Fig 7. The efficacy of anti-VEGF treatment in alleviating acute retinal edema.

(A) The schedule for anti-VEGF administration and efficacy evaluation in the acute RVO mouse model. On D0, after establishing the acute RVO model and conducting baseline OCT thickness measurements of the whole retina, NFL-GCL, and INL, immediate intravitreal injections of Aflibercept at 20 μg/μL, 2 μL per eye were administered. On D1 and D2, OCT scans were performed after SLO examinations to exclude recanalized veins, assessing the thickness of the aforementioned layers and the occurrence of cystic edema. (B) Representative images of Aflibercept alleviating acute retinal edema. Significant reductions in whole retinal and INL thickness were observed in the Aflibercept group at D1 and D2 compared to the PBS group. (C) Quantification of Aflibercept’s reduction of retinal thickness in the whole retina, NFL-GCL, and INL. At D1 and D2, the thickness of the whole retina and INL was significantly lower in the Aflibercept groups compared to the control group (P<0.05). (D) Aflibercept slightly reduced the incidence of cystoid retinal edema. The retinal layer thickness and the occurrence of retinal cystoid edema were presented as mean±SEM and incidence, respectively. The retinal layer thickness at each follow-up point in the Aflibercept group and PBS group was compared by unpaired Student’s t-test or Mann-Whitney U test for datasets that did not adhere to the normal distribution, while the incidence of cystoid retinal edema between the two groups was compared by Chi-square test: *p<0.05, **p<0.01, ***p<0.001. Abbreviations: RVO, retinal vein occlusion. Afli, Aflibercept. PBS, phosphate-buffered saline. OCT, optical coherence tomography. SLO, scanning laser ophthalmoscopy. NFL-GCL, nerve fiber layer-ganglion cell layer. INL, inner nuclear layer.

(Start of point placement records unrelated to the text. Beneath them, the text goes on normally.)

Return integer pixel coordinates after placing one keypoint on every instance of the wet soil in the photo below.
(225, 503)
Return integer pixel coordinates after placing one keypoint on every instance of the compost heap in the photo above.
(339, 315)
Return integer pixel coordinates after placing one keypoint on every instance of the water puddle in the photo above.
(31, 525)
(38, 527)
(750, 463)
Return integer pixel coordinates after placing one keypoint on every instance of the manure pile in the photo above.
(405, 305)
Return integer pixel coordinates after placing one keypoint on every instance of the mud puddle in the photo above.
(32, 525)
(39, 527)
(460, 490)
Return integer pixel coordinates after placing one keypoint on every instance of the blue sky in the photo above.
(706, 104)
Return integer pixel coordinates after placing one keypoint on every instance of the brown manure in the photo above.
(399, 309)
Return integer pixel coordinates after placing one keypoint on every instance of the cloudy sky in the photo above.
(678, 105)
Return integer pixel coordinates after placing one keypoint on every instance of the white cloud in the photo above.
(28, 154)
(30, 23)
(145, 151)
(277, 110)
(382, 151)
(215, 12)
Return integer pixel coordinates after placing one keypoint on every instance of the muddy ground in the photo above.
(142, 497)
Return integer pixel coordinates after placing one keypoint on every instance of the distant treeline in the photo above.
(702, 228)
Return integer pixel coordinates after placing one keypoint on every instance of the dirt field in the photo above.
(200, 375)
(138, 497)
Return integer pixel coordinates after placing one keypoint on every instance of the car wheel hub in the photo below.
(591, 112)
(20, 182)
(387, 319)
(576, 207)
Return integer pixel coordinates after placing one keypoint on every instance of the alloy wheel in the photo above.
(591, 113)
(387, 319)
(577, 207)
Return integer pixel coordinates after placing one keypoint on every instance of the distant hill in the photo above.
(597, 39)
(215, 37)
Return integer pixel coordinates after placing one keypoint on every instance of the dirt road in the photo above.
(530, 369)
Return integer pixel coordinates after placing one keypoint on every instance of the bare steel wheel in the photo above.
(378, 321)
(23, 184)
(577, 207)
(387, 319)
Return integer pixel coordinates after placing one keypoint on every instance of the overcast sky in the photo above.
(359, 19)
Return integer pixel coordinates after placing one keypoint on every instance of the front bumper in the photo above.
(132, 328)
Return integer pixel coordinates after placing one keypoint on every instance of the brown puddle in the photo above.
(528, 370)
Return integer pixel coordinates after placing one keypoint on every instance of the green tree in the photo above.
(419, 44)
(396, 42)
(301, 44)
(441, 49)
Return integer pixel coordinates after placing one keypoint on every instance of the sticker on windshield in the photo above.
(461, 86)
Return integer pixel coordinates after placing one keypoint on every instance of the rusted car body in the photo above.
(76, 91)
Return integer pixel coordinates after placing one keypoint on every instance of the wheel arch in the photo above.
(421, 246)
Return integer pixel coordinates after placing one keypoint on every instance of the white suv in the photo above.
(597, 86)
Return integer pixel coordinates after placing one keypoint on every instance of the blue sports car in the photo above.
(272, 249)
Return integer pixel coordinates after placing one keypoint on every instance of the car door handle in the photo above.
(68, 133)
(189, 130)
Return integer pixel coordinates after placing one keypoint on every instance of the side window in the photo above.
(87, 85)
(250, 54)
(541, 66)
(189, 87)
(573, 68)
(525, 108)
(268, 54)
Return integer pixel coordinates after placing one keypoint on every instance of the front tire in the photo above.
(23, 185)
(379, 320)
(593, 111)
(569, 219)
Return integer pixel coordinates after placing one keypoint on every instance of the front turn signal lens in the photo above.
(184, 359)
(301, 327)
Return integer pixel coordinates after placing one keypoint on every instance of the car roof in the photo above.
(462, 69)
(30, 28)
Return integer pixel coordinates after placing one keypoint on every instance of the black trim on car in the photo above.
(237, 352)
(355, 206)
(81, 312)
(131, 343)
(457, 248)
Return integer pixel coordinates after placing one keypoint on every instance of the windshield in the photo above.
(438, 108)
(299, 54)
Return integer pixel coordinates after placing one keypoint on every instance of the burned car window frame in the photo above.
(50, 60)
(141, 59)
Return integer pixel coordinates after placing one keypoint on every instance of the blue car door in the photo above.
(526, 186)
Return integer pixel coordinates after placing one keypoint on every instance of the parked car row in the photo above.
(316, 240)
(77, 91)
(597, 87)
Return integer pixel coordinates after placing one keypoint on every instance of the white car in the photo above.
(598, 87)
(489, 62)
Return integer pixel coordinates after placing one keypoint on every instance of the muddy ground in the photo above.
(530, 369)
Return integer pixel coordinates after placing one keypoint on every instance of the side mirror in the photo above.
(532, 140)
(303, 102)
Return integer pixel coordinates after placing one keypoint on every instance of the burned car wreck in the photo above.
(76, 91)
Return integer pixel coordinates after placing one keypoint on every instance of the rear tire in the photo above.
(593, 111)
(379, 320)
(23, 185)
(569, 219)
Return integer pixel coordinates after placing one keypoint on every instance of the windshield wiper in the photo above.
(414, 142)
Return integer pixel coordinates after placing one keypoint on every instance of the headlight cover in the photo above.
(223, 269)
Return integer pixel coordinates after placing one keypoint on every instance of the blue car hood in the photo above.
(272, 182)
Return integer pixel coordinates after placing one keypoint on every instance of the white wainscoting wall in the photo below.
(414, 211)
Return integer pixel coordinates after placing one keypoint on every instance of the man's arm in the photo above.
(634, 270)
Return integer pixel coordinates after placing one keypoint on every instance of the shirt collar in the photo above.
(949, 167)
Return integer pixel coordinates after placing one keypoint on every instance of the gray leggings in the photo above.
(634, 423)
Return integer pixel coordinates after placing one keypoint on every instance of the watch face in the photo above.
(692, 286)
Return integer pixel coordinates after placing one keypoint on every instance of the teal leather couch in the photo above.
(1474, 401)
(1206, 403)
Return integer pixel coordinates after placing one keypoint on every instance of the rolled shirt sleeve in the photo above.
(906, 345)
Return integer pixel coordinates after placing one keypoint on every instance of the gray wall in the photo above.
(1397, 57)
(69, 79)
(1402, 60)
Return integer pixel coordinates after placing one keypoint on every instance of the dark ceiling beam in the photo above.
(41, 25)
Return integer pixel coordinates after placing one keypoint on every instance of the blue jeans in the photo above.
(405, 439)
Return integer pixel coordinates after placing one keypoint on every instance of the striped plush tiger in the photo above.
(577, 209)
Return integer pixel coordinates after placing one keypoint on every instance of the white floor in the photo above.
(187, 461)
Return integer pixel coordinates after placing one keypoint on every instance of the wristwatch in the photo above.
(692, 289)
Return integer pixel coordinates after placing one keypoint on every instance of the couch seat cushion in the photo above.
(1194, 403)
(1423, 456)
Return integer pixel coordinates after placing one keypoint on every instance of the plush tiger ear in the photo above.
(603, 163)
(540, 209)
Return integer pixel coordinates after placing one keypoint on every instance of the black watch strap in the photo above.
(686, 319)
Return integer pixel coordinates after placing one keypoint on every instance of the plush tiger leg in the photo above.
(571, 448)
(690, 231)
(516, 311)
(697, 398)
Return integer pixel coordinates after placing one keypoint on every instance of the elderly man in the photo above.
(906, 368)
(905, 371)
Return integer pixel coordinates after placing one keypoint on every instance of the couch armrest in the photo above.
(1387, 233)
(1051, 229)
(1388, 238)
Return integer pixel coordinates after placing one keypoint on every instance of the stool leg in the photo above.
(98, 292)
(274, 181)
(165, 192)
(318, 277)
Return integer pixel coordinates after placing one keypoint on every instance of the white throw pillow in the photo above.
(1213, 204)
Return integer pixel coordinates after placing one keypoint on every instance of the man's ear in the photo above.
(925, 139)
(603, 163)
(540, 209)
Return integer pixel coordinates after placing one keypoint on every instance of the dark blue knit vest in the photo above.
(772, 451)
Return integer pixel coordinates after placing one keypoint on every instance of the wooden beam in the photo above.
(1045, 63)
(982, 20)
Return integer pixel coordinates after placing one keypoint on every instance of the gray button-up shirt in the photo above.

Fig 8. Retinal vasculature and perfusion in the chronic RVO.

The chronic RVO model mainly manifested as changes in the morphology of the major vein and its branches. (A) IR and (or) FFA were performed after photocoagulation (day 0) and days 7, 14, 21 and 31 after RVO for retinal vasculature and perfusion evaluation. The length of the occluded venous segment decreased from days 7 to 21 after RVO, but rebounded by day 31 after RVO. The nonperfusion area of the laser spot reduced during the follow-up phase, with none observed in the peripheral retina. Tortuous change (yellow arrow) in an adjacent major vein was observed on day 21 and persisted until day 31 after RVO, without affecting the distal end of the occluded vein. (B) The tortuous change was also found in the peripheral branches of the occluded veins. (C) Normal retinal vasculature and perfusion as the control. The major retinal vein emitted two branches (yellow arrowhead) in the peripheral retina, with some connecting to adjacent ones, accompanied by retinal capillaries on FFA. Abbreviations: RVO, retinal vein occlusion. IR, Infrared mode. FFA, fundus fluorescein angiography.